Clear Pictures: Taking the Long View

Two college students are talking outside my window. They are discussing their futures. "I'll be an old man before that happens," says one. "I'll be, like, 30." His friend considers this. "Oh, you mean really old," he says.

I refrain from leaning out and shaking my fist at them or calling them young whippersnappers. It crosses my mind, though. I'm from the generation that was never going to trust anyone over the age of 30. I know a thing or two about heedless youth and how, at 20, life stretches before you like a vast, blank page. How you believe that unlimited energy and an iron constitution are inalienable rights, and that nothing you say or do now is irrevocable.

I also know a bit about time's winged chariot and how the pages fly off the calendar as they do in old movies. There is a line from a John Donne poem that haunts me these days: Tell me where all past years are. It's not that I want them back, exactly. It's just that I want to know how they disappeared so quickly.

I have reached the stage of life when the past begins to catalog itself in sudden, vivid snapshots: a May twilight in Virginia in 1968, breathing in the scent of honeysuckle and waiting for my first child to be born; a Manhattan street in 1974, walking home through a blizzard and watching the city's sharp angles soften beneath a white mantle; a beach on Lake Michigan in 1978, wind whipping up green waves on the inland sea.

A clutch of Knoxville images come and go, my children building a mammoth snow fort back when it used to snow a lot here; summer afternoons on the lake in a battered john boat, learning to cast for bass. The newsroom at the old Knoxville Journal, smoke-filled, noisy with static-laced bulletins from the police scanner.

I stop at a traffic light on Kingston Pike and whole scenes flash before my eyes: the day my oldest son got his driver's license, right over there; the day the tornado struck and I sat here shaking, waiting to make the turn and find a way home through the fallen trees and see if the house was still standing. The day I got my first job, and the day it ended. A thousand workday mornings, early evenings, Saturday nights, stopping at this light. Checking my lipstick in the mirror. Checking my lists. Summing up.

Then there's the audio track that drifts in and out of the slide show, Eric Clapton singing "I've Got a Rock ‘n Roll Heart" the summer we moved here; Pavarotti singing "Nessun Dorma" in Thompson-Boling Arena and munching popcorn between arias. Conversations from last week or last decade, things I should have said, should never have said, wish I had said better. I hear the voices of mentors, friends, a few adversaries, all gone now, moved on or passed on.

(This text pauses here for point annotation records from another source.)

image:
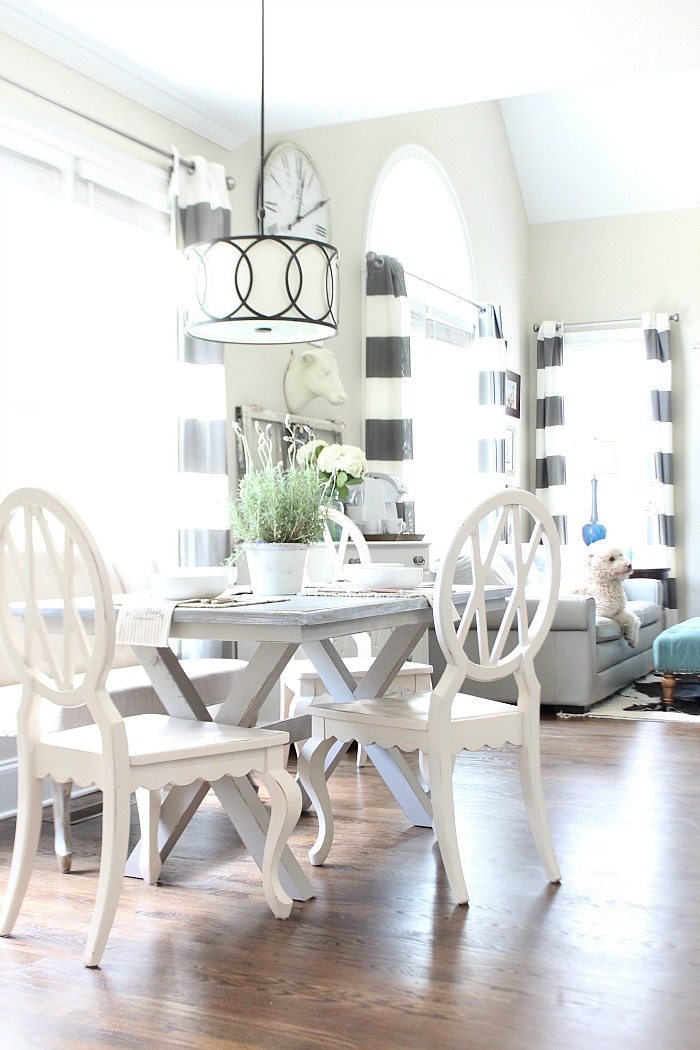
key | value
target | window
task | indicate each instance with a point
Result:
(416, 217)
(88, 337)
(606, 398)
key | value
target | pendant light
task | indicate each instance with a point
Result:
(262, 288)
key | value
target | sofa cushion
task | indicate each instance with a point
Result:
(649, 612)
(607, 630)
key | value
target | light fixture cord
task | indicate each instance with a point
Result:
(260, 209)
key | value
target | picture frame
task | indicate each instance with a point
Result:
(512, 394)
(279, 426)
(509, 450)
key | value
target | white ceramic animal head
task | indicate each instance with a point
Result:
(607, 562)
(312, 372)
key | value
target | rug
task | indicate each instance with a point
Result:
(639, 702)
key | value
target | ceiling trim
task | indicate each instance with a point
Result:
(78, 56)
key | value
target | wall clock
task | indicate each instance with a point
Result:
(295, 203)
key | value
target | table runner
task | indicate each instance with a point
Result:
(145, 620)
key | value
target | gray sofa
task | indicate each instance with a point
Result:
(585, 657)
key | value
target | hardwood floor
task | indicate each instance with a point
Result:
(381, 958)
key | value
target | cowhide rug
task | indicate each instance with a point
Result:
(642, 700)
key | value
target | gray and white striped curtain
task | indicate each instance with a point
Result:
(202, 212)
(550, 458)
(388, 396)
(661, 523)
(491, 415)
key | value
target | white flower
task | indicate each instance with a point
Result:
(347, 459)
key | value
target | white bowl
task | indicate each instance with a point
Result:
(178, 585)
(387, 574)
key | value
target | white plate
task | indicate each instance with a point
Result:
(177, 585)
(388, 574)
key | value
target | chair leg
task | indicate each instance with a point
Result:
(284, 811)
(115, 816)
(62, 831)
(528, 764)
(442, 797)
(312, 775)
(26, 843)
(362, 757)
(149, 815)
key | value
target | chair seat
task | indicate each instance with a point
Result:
(411, 712)
(303, 670)
(158, 738)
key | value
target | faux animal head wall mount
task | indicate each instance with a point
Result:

I listen to the students' fading dialogue and remember the year I turned 20, a college sophomore poised on the brink of adulthood. I wrote a letter to my parents that spring, thanking them for their birthday gift and reflecting elegiacally on the end of my teens. How wise and mature I felt, putting away childish things. I had navigated two whole decades of my journey. Twenty felt like a landmark. Thirty was beyond the scope of my imagination.

It goes by so fast, says Emily in Thornton Wilder's Our Town. We don't even have time to look at each other. I stand at the window and watch the students walk away. They haven't asked for my advice, but I whisper it anyway to their retreating backs. Pay attention. The camera is rolling. Be careful of the memories you make today. They will be with you a long, long time.